"ALL THE WORLD'S a stage," begins one of Shakespeare's most famous monologues. To the company at Portland's Post5 Theatre, which recently made a move from a cramped Montavilla basement to a roomy old church in Sellwood, the stage must indeed feel like all the world—needing to be populated and furnished.

As You Like It (the play that supplies that famed maxim) is Post5's first production in its new home. The comedy follows Rosalind, exiled from her uncle's court into the rural Forest of Arden. Accompanied by her city-slicker cousin Celia and haughty court jester Touchstone, Rosalind disguises herself as a man named Ganymede—for no real reason but comedy.

Isabella Buckner as Rosalind and Jessica Tidd as Celia define the play immediately with their chemistry. Tidd is classically funny—not hammy, but large-gestured and wielding an arsenal of judgy faces that recall Lucille Ball or, for that matter, Lucille Bluth. Buckner, in one of this production's unique, hilarious moves, swoons as Rosalind, but as Ganymede, inexplicably takes on the persona of a cowboy, including accent, gait, and finger-guns.

As You Like It offers some of Shakespeare's best characters, including the fool Touchstone, whose wit swings from goofy to acidic (actor Max Maller handles this with an ineluctable dryness), and the great sad-sack Jaques, played by Keith Cable, who almost outshines himself early in the play as Le Beau, a wearily sarcastic courtier.

Chip Sherman captures Orlando's impressionable youthfulness perfectly, disheveling himself for Rosalind's love and often slipping into the mannerisms or dialects of anyone he shares a scene with.

Founding Artistic Director Ty Boice, in a moment of thanks, was a bit harried. On top of moving the entire company across the city, he directed As You Like It. The stage, in fact, appears a little unfinished. Set design is minimal, though the Forest of Arden feels warm, decorated by the cast as the musicians play yet another folkified pop tune, their saccharine sincerity two times too twee.

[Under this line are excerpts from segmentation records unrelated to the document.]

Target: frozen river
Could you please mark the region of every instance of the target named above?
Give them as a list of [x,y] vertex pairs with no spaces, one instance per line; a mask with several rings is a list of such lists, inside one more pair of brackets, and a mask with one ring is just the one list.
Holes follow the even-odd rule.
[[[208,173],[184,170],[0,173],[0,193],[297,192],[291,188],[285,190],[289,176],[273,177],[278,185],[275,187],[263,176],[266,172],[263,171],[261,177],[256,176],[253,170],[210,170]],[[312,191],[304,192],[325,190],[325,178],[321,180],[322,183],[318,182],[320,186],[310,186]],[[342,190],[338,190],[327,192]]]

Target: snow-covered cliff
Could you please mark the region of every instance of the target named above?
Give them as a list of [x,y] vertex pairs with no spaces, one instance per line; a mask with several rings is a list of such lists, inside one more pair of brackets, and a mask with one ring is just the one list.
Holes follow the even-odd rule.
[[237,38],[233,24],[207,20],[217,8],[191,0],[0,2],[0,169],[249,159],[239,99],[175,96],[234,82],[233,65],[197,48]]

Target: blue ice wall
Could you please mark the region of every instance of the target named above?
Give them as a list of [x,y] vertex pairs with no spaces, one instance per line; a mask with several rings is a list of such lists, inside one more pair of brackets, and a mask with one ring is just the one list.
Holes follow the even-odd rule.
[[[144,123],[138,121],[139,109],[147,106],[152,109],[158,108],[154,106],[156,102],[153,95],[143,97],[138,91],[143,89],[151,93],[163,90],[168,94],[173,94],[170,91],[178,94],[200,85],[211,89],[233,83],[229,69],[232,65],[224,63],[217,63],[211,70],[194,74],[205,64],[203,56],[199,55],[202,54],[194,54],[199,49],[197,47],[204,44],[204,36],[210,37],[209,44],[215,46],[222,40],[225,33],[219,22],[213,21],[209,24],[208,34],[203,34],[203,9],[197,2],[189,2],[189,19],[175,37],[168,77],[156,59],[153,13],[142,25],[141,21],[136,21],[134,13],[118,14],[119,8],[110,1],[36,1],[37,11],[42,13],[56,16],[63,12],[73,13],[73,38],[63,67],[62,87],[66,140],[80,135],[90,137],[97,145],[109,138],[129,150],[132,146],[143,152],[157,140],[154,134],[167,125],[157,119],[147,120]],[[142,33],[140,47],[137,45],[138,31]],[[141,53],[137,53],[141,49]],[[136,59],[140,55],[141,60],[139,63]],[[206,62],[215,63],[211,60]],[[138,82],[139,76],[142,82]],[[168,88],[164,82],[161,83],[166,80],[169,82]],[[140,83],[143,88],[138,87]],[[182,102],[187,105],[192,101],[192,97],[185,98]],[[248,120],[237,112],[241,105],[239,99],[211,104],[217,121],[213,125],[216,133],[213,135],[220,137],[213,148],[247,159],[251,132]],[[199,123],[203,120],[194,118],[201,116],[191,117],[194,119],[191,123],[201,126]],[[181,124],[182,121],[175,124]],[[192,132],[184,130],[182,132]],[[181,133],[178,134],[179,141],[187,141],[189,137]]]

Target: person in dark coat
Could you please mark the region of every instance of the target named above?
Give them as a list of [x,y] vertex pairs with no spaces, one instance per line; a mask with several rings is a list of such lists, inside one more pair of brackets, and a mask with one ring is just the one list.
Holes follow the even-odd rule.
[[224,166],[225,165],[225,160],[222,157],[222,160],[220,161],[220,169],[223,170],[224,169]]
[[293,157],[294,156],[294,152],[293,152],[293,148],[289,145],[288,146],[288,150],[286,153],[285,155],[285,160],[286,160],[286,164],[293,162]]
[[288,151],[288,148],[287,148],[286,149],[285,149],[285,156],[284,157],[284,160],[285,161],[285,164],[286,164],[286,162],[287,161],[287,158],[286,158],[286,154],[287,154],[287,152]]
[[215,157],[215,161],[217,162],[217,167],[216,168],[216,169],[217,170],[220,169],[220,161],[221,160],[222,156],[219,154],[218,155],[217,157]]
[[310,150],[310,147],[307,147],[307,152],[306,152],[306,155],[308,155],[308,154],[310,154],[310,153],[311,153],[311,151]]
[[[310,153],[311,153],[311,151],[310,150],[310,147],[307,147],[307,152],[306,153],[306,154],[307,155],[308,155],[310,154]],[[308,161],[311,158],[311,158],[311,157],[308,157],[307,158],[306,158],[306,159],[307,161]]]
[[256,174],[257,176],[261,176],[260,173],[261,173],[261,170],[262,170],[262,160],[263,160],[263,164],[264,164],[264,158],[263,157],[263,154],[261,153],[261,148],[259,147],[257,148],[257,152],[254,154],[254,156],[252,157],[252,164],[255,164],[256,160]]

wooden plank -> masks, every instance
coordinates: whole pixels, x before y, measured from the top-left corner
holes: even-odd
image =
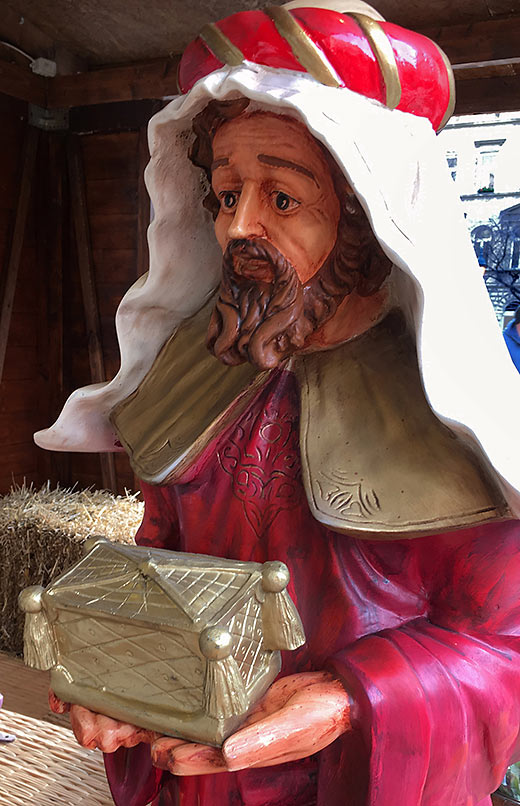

Post5 Theatre is (proudly) the cheapest company in town. Shows are pay-what-you-can on Sundays, and tickets are only $15 regularly. Right now, on an unfinished stage, on borrowed chairs, it sort of feels like you get what you pay for. So pay more. Donate on your way out, buy some drinks from Post5's famous Bar[d] and tip heavily. If they can put on a show this fun while building the theater, imagine what they can do if we help them finish it.